A preocupação é compreensível. Suas esposas são amigas de infância e os dois se conheceram quando começaram a namorar com elas. “O Augusto é padrinho do meu filho”, conta Camargo. Ele se diz animado com a possibilidade de trabalhar com uma pessoa querida e em quem confia. Chiarelli, por sua vez, é só elogios ao amigo. “Porém, colocamos tudo em contrato para não aparecer nenhum questionamento”, completa. Camargo conta que a ideia de montar um negócio surgiu como uma brincadeira, ao saberem que uma sorveteria fazia sucesso no sul, apesar do frio. Mas depois de uma ampla pesquisa viram que valeria a pena apostar no projeto.
A estratégia adotada por Chiarelli e Camargo é uma das receitas para preservar a relação entre os sócios, como mostra a experiência do publicitário Daniel Altavista, do médico Stevin Zung e do empresário Rodolfo Balestero Pranaitis. Colecionadores de bonecos de personagens de filmes e animação, os três se conheceram há sete anos e, dois anos depois, decidiram abrir juntos a loja Limited Edition, que comercializa produtos da cultura geek em São Paulo. O negócio não afetou a amizade, e isso se deve, em boa medida, à divisão de tarefas. “O Rodolfo cuida da loja e da parte comercial.
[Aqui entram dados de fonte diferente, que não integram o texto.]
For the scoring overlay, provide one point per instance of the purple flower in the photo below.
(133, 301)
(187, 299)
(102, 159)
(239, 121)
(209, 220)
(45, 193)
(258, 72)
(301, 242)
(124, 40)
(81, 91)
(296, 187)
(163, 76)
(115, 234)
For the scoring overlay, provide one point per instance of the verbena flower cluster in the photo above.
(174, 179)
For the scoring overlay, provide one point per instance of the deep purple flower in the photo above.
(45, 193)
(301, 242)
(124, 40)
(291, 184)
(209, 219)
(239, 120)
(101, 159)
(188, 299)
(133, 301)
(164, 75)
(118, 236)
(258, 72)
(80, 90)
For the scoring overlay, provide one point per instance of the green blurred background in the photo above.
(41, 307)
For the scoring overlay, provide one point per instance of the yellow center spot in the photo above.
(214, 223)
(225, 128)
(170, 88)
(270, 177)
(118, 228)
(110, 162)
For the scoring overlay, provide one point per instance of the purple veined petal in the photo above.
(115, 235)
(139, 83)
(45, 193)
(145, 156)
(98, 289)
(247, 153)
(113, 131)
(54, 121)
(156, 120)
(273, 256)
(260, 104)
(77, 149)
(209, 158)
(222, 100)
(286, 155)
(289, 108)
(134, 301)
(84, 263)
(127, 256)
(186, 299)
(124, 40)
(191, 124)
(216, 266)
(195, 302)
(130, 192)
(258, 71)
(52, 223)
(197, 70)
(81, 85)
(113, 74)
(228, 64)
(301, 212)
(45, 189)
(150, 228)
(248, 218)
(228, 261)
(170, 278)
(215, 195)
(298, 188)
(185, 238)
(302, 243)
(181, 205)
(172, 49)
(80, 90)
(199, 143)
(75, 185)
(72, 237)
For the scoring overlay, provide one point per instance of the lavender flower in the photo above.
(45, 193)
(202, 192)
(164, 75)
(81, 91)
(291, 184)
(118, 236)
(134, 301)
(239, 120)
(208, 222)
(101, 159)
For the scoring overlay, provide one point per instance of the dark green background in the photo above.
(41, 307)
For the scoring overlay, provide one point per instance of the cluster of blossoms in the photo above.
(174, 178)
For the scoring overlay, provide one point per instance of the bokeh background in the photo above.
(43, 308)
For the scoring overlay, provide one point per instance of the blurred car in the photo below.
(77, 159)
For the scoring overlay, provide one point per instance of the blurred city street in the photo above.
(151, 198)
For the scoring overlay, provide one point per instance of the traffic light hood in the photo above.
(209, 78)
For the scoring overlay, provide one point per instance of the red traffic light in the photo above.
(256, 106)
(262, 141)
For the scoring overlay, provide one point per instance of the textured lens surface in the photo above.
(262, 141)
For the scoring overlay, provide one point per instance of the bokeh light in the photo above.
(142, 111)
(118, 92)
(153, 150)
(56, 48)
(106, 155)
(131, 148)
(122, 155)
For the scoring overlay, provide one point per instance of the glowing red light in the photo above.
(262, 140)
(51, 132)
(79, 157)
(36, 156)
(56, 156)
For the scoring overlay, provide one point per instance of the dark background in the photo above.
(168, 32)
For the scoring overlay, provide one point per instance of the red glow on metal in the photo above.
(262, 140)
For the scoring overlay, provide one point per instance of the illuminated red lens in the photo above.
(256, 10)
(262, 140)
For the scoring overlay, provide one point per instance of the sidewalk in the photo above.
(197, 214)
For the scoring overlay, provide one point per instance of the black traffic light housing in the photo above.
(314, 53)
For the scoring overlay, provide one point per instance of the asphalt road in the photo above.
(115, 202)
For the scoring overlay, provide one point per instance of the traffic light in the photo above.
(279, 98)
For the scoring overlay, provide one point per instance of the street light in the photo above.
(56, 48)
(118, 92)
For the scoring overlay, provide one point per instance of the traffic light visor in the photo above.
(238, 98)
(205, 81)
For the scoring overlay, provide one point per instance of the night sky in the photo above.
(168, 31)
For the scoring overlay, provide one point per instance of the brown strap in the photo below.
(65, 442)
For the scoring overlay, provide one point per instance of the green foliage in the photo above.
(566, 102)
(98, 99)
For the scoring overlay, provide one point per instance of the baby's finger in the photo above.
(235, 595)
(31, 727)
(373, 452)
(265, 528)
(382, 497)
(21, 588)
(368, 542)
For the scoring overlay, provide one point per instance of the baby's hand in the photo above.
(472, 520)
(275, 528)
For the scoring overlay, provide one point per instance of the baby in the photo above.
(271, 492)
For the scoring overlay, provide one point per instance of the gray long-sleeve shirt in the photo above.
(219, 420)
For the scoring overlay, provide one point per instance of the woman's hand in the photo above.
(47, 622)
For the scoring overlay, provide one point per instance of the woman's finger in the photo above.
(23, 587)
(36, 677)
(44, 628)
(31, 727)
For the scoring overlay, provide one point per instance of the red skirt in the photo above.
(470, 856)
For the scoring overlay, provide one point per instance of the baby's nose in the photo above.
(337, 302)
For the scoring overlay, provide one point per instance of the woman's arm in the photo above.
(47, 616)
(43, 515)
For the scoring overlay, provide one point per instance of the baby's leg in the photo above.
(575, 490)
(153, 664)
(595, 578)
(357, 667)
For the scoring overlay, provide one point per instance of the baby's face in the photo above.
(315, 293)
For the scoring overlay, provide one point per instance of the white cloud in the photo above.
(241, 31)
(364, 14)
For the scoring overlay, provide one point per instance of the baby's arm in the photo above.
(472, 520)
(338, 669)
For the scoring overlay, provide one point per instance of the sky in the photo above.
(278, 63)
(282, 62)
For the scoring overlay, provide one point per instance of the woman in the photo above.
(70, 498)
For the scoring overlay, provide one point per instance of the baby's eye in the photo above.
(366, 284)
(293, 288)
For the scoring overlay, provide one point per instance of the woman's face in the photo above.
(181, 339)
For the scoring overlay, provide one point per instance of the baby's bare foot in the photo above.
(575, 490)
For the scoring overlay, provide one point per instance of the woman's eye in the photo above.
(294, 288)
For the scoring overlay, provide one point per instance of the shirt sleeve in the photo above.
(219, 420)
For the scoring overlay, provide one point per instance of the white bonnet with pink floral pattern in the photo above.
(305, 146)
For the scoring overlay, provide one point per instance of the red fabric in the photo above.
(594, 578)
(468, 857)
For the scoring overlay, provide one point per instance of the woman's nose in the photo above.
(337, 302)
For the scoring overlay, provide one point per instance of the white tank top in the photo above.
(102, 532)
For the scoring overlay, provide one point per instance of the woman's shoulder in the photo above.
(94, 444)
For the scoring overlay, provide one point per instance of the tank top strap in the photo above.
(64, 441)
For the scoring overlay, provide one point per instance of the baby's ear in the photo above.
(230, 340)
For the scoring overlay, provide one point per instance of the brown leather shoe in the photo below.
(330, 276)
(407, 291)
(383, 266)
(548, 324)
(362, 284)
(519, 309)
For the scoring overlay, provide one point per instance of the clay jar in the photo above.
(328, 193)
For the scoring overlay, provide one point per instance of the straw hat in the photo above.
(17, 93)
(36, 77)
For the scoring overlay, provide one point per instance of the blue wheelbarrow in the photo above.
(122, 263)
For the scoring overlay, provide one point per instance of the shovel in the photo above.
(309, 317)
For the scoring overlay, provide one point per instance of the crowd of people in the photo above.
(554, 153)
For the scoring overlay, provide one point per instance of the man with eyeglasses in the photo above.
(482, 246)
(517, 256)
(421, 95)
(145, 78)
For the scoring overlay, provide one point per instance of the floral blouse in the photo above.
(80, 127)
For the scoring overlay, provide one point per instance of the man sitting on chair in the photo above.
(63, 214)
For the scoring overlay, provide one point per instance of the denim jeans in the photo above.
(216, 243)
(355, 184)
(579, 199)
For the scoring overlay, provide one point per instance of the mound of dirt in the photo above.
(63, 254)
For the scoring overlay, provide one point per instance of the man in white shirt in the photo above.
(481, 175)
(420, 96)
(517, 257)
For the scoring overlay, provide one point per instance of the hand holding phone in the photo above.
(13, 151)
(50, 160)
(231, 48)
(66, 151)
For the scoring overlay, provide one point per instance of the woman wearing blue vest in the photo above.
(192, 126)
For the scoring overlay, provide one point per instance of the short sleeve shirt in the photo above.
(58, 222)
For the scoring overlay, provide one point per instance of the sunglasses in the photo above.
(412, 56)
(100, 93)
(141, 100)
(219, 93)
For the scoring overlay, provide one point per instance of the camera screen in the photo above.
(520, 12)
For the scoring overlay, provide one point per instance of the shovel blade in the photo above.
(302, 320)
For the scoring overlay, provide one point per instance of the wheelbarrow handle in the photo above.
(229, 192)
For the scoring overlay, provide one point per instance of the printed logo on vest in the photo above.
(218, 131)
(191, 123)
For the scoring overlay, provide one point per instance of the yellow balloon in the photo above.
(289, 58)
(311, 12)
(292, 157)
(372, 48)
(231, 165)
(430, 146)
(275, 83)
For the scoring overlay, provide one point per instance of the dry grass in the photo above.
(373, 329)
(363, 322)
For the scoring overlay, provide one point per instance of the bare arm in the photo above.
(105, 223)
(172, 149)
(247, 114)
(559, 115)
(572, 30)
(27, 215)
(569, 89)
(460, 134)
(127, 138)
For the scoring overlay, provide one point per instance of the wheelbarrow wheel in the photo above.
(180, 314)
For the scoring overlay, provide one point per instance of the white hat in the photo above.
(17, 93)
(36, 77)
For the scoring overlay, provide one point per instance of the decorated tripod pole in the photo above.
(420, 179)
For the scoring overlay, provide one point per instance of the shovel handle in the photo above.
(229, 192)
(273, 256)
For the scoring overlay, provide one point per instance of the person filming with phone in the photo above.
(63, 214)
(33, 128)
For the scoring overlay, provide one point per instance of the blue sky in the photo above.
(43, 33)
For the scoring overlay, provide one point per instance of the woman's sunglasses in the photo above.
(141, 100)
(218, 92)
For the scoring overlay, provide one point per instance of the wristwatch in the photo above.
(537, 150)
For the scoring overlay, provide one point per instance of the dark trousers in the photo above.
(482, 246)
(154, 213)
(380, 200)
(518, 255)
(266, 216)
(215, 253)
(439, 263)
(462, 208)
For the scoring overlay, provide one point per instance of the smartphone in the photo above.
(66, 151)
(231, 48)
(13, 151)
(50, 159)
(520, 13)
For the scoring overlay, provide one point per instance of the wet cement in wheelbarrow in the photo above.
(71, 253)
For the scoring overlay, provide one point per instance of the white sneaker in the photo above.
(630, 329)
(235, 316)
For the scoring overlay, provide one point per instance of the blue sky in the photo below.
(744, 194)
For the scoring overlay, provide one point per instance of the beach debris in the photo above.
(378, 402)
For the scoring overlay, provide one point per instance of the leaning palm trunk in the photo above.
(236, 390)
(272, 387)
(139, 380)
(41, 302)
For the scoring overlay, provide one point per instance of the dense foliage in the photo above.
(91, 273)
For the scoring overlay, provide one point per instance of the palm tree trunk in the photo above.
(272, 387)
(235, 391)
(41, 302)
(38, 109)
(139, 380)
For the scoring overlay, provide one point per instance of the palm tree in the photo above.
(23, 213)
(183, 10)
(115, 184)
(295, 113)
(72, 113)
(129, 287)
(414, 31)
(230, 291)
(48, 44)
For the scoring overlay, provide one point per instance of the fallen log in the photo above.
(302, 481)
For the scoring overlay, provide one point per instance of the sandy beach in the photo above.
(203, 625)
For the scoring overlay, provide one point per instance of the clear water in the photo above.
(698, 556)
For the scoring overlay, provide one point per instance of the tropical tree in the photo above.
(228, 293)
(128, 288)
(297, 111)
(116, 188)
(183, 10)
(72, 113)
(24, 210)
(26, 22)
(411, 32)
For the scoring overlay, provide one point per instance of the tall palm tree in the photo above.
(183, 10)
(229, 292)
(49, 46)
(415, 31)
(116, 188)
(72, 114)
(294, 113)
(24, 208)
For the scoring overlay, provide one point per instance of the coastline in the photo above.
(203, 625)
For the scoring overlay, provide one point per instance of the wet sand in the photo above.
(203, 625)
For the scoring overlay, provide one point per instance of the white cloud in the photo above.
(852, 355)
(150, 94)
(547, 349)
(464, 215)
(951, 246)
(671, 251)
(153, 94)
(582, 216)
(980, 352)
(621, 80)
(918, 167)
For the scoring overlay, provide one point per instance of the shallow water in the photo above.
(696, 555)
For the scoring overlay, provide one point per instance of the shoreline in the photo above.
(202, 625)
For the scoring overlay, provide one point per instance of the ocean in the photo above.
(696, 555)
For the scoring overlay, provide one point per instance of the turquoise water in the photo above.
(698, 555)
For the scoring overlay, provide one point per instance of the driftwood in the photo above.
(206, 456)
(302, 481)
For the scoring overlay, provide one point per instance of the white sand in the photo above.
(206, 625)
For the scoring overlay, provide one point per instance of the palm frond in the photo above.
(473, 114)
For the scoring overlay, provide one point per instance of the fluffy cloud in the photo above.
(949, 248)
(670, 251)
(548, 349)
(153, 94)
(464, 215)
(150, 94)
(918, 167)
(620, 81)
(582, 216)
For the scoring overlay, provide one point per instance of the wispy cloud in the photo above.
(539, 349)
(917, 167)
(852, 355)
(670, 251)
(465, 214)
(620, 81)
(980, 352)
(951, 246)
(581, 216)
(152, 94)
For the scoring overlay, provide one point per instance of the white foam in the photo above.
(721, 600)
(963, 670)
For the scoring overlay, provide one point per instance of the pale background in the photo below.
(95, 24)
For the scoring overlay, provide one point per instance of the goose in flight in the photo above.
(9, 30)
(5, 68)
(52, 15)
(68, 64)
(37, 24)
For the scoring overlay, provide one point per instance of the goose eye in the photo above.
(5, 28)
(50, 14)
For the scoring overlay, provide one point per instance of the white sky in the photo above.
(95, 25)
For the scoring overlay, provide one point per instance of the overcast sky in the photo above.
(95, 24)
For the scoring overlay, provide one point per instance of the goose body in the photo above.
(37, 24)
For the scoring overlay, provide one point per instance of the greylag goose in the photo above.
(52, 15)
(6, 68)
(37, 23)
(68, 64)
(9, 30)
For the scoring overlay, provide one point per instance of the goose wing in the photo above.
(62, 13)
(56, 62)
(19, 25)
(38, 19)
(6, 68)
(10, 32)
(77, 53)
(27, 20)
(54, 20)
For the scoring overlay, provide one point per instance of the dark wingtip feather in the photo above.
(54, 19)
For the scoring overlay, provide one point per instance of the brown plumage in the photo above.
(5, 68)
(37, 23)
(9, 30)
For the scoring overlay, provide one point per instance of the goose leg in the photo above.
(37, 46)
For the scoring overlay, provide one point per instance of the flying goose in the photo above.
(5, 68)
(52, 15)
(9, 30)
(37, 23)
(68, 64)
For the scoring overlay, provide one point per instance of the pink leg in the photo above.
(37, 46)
O Stevin cuida da parte de importação”, conta Altavista, que é o responsável pela área de marketing.
Além de definir claramente as atribuições de cada um, os três também adotam uma das principais recomendações de Paulo Alvarenga, da Crescimentum: conversar bastante e saber fazer concessões. “Às vezes, a gente diverge de um ou outro pensamento, mas nunca atrapalhou a amizade”, conta Altavista. Pranaitis diz que mesmo quando saem para comer uma pizza eles falam da loja, o que Altavista considera normal, já que o negócio surgiu por causa do hobby comum dos três. “Já éramos colecionadores desses produtos e um amigo em comum nos apresentou. Ficamos amigos e, com o tempo, vimos que poderíamos fazer a loja”, conta Pranaitis.